Le cas du Soudan illustre également comment un conflit de nature politique peut être aggravé par des facteurs religieux : la prétention d’imposer la loi musulmane à l’ensemble d’un pays dont le Sud est peuplé de chrétiens ou d’animistes est susceptible de faire exploser une situation politique déjà tendue pour des raisons ethniques. Les gouvernements successifs sont pris entre deux choix : donner satisfaction à la majorité musulmane et déchirer le pays par une guerre civile ou composer avec les rebelles en soulevant la colère des intégristes musulmans. Apparemment, la découverte de pétrole dans le Sud a, pour une fois, des effets bénéfiques. Les sociétés pétrolières cherchent à imposer la paix à Khartoum pour ne pas être gênées dans leur exploitation…
On pourrait aussi citer l’occupation par les Arméniens d’une partie importante de l’Azerbaïdjan (et pas seulement le Haut-Karabagh), les rivalités pour le pouvoir en Iraq entre chiites et sunnites, les velléités indépendantistes des Moros aux Philippines ou l’affaire du Cachemire opposant Indiens et Pakistanais.
Ces événements récents ne doivent pas nous faire oublier les conflits des décennies précédentes où les religions ne sont pas toujours le facteur principal mais dont elles peuvent être un élément aggravant. Qu’ils se prolongent encore ou qu’ils soient réglés, ces conflits sont porteurs d’enseignement.
Notre propos n’est pas d’écrire un traité de géopolitique. Nous nous sommes contentés d’illustrer par des exemples la complexité des interférences des faits religieux dans les conflits du monde. Si les hommes ne sont pas meilleurs, est-ce seulement la faute des religions ?
A l’analyse de ces cas de tensions ou de conflits, on constate que le facteur religieux n’est pas toujours prédominant, loin de là.
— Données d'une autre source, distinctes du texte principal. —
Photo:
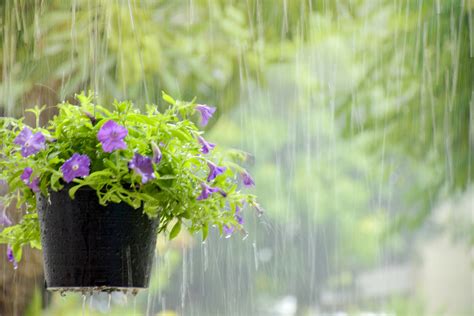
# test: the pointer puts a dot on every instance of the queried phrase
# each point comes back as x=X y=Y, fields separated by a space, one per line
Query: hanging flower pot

Parfois la religion n’est que l’alibi d’une querelle purement politique et parfois c’est la lutte d’une minorité ethnique qui se cristallise autour de la religion.
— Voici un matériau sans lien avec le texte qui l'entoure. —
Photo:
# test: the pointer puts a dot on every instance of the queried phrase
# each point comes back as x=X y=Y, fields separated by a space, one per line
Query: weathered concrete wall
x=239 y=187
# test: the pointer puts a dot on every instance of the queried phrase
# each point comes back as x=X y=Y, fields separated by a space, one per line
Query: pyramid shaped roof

L’Iran : Une révolution en trompe-l’œil
Quand le chah a été renversé par Khomeiny, la révolution islamique a été interprétée, notamment par bon nombre d’Arabes, comme une revanche de l’Islam sur la décadence occidentale. C’était un exemple remarquable de sursaut d’une puissance musulmane, fourvoyée par un souverain vendu à l’Occident, qui rejetait l’exploitation capitaliste pour instaurer un Islam pur et dur. Que l’Iran professe le chiisme et n’ait aucune tendresse pour les Arabes ne gênait nullement les foules désenchantées des pays arabes aspirant à trouver, où qu’il soit, un nouveau Nasser.
Cette situation était tout à fait réjouissante pour les Iraniens qui, en tant que chiites, n’étaient pas habitués à servir de modèle aux foules sunnites. En réalité, leur désir de se débarrasser du chah n’avait pas une motivation religieuse et, contrairement à ce qu’on pourrait penser, les Iraniens n’ont pas, en général, une fascination pour la religion.
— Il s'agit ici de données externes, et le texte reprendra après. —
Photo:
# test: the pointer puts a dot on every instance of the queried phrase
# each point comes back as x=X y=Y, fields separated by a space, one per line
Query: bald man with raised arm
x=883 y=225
Leur caractéristique serait plutôt une extrême subtilité intellectuelle qui les conduit bien souvent à la duplicité et à un nationalisme farouche. Ainsi on peut penser que l’adoption du chiisme par l’ancienne Perse a été motivée, en grande partie, par le souci de préserver la personnalité nationale pour se distinguer du sunnisme arabe sans pour autant quitter l’Islam. De plus, la guerre Iran-Iraq (1980-1988) a montré que le sentiment national était plus fort que l’appartenance religieuse (60 % des Iraquiens étant chiites).
Tous les observateurs attentifs s’accordent à constater que le régime des mollas est aujourd’hui usé. Son image d’obscurantisme médiéval a comme conséquence que, comme on peut s’en douter, les Iraniens sont de plus en plus dégoûtés de la religion. Finalement, la victime principale de cette situation est le monde musulman et les valeurs qu’il représente.